[x86] Refactoring and bug fix in OptPass2Movx
Summary
This merge request refactors OptPass2Movx slightly but also fixes a bug that can cause incorrect values to appear during overflow conditions and potentially cause buffer overruns.
System
- Processor architecture: i386, x86_64
What is the current bug behavior?
With constructs such as the following:
movzbl (ref),%eax
addl $1,%eax
movzbl %al,%eax
... the second movzbl instruction would be incorrectly removed, causing %eax to take on the value of 256 instead of 0 if the initial input was 255, for example.
What is the behavior after applying this patch?

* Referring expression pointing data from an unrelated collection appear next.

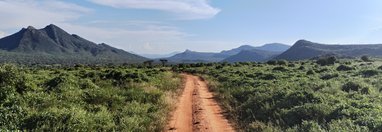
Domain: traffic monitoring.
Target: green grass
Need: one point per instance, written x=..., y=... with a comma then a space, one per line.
x=297, y=96
x=86, y=98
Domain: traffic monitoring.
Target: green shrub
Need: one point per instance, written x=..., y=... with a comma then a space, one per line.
x=344, y=68
x=369, y=73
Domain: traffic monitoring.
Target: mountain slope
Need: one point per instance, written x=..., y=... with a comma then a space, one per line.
x=193, y=57
x=53, y=43
x=276, y=47
x=303, y=49
x=254, y=55
x=253, y=52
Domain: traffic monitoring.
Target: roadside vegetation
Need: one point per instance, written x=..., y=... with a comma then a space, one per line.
x=83, y=98
x=323, y=95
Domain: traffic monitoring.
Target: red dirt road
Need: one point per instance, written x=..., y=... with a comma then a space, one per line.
x=197, y=110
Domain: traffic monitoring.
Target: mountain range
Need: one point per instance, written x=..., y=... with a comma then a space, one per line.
x=304, y=49
x=52, y=45
x=241, y=54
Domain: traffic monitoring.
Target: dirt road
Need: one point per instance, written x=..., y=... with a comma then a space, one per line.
x=197, y=110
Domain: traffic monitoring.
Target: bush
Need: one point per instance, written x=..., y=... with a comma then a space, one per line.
x=345, y=125
x=280, y=68
x=327, y=61
x=329, y=76
x=351, y=86
x=369, y=73
x=344, y=68
x=310, y=72
x=365, y=58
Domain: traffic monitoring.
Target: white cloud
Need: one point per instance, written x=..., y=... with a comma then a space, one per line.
x=137, y=35
x=184, y=9
x=22, y=13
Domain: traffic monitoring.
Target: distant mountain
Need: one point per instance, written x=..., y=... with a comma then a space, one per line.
x=156, y=56
x=189, y=56
x=237, y=50
x=54, y=45
x=233, y=54
x=254, y=55
x=276, y=47
x=303, y=49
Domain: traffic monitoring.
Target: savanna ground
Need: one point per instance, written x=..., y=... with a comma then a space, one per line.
x=324, y=95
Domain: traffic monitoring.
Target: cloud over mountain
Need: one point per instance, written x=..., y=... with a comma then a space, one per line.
x=184, y=9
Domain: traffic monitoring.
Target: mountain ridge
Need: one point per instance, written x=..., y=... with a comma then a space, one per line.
x=55, y=43
x=304, y=49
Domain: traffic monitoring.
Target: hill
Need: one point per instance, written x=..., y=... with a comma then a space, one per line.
x=189, y=56
x=303, y=49
x=254, y=55
x=275, y=47
x=53, y=45
x=253, y=52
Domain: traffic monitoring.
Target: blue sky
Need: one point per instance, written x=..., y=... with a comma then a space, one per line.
x=164, y=26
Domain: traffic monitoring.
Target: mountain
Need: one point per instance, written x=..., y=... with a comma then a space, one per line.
x=156, y=56
x=189, y=56
x=54, y=45
x=237, y=50
x=275, y=47
x=254, y=55
x=235, y=55
x=303, y=49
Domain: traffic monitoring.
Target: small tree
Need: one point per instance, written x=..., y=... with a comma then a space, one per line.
x=365, y=58
x=148, y=63
x=164, y=61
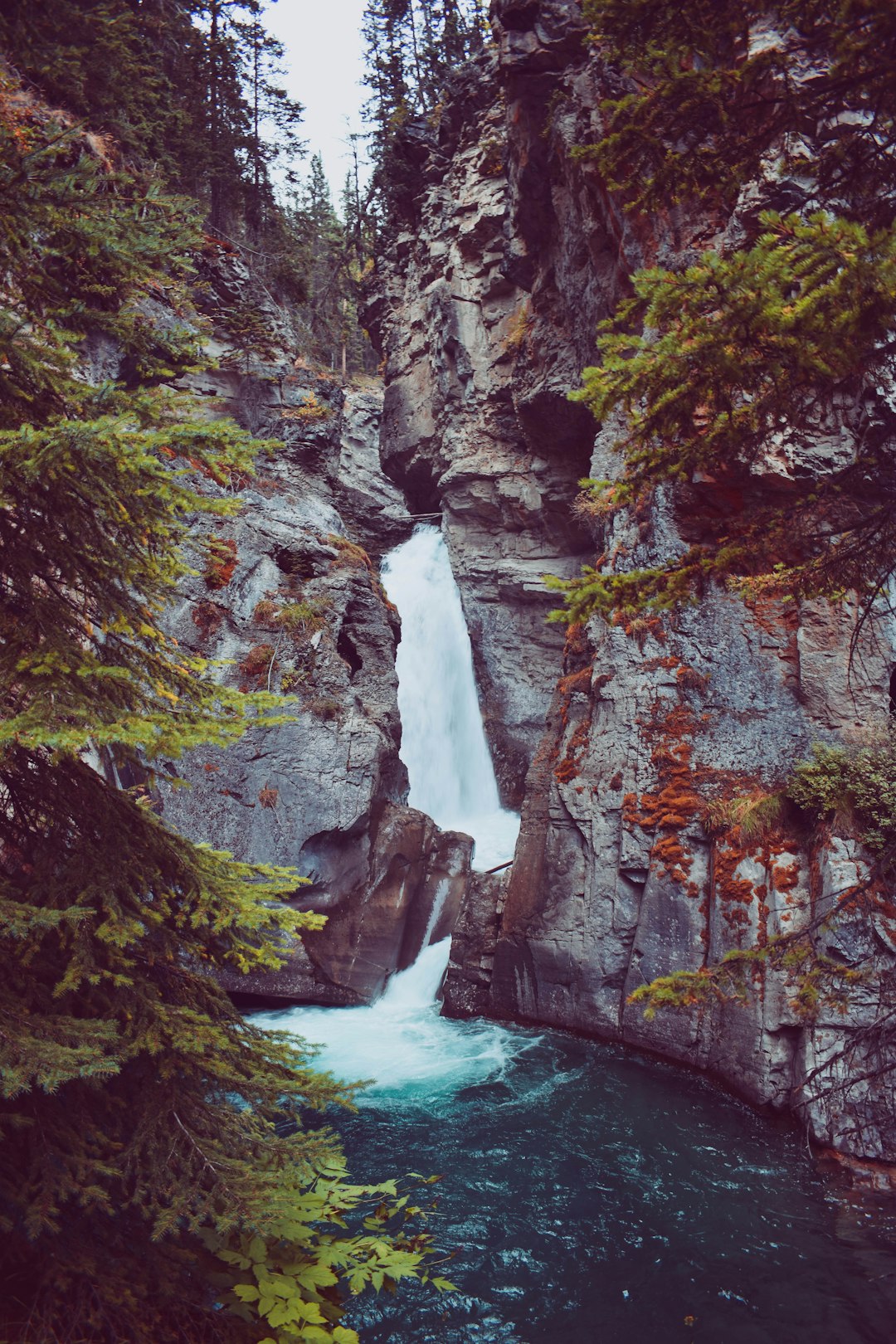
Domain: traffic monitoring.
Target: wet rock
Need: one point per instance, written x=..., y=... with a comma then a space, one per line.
x=486, y=312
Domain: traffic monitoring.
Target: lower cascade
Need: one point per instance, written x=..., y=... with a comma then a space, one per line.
x=589, y=1194
x=402, y=1042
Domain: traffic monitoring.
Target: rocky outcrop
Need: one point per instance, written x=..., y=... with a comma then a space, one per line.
x=286, y=598
x=626, y=866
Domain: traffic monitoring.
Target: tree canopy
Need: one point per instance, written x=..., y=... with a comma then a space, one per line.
x=158, y=1174
x=730, y=366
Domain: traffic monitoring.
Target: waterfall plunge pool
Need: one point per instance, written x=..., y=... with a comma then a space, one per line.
x=590, y=1196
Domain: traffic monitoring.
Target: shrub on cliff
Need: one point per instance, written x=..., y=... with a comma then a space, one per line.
x=752, y=351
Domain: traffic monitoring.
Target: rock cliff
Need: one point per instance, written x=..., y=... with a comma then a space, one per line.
x=486, y=309
x=286, y=597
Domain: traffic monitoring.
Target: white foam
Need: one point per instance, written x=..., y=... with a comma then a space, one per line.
x=401, y=1042
x=444, y=743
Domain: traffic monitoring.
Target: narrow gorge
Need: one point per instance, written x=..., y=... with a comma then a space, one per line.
x=611, y=738
x=448, y=655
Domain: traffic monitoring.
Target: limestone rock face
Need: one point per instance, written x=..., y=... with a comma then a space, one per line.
x=486, y=314
x=288, y=600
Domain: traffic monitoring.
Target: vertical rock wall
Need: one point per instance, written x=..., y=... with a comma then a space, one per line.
x=289, y=600
x=486, y=311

A more correct optimisation is now performed in this case - for example:
movb (ref),%al
addb $1,%al
movzbl %al,%eax
Relevant logs and/or screenshots
In the IDE unit fpviews under x86_64-win64 -O4 - before (if %al was 255, then %rax will be set to 256 instead of 0, loading the wrong value into %ecx (if not causing an access violation) that's then sent to the Upcase routine):
movzbl %al,%eax
addl $1,%eax
movzbl 32(%rsp,%rax,1),%ecx
call SYSTEM_$$_UPCASE$CHAR$$CHAR
movb %al,32(%r12)
jmp .Lj146
.p2align 4,,10
.p2align 3
.Lj144:
...
After (if %al was 255, then the addition of 1 will wrap it around to 0, and then it's zero extended so %eax/%rax contains 0):
addb $1,%al
movzbl %al,%eax
movzbl 32(%rsp,%rax,1),%ecx
call SYSTEM_$$_UPCASE$CHAR$$CHAR
movb %al,32(%r12)
jmp .Lj146
.p2align 4,,10
.p2align 3
.Lj144:
...
For reference - this is the same block of code under -OoNOPEEPHOLE:
movzbl %al,%eax
leal 1(%eax),%eax
movzbl %al,%eax
movzbl 32(%rsp,%rax,1),%ecx
call SYSTEM_$$_UPCASE$CHAR$$CHAR
movb %al,32(%r12)
jmp .Lj146
.p2align 4,,10
.p2align 3
.Lj144:
...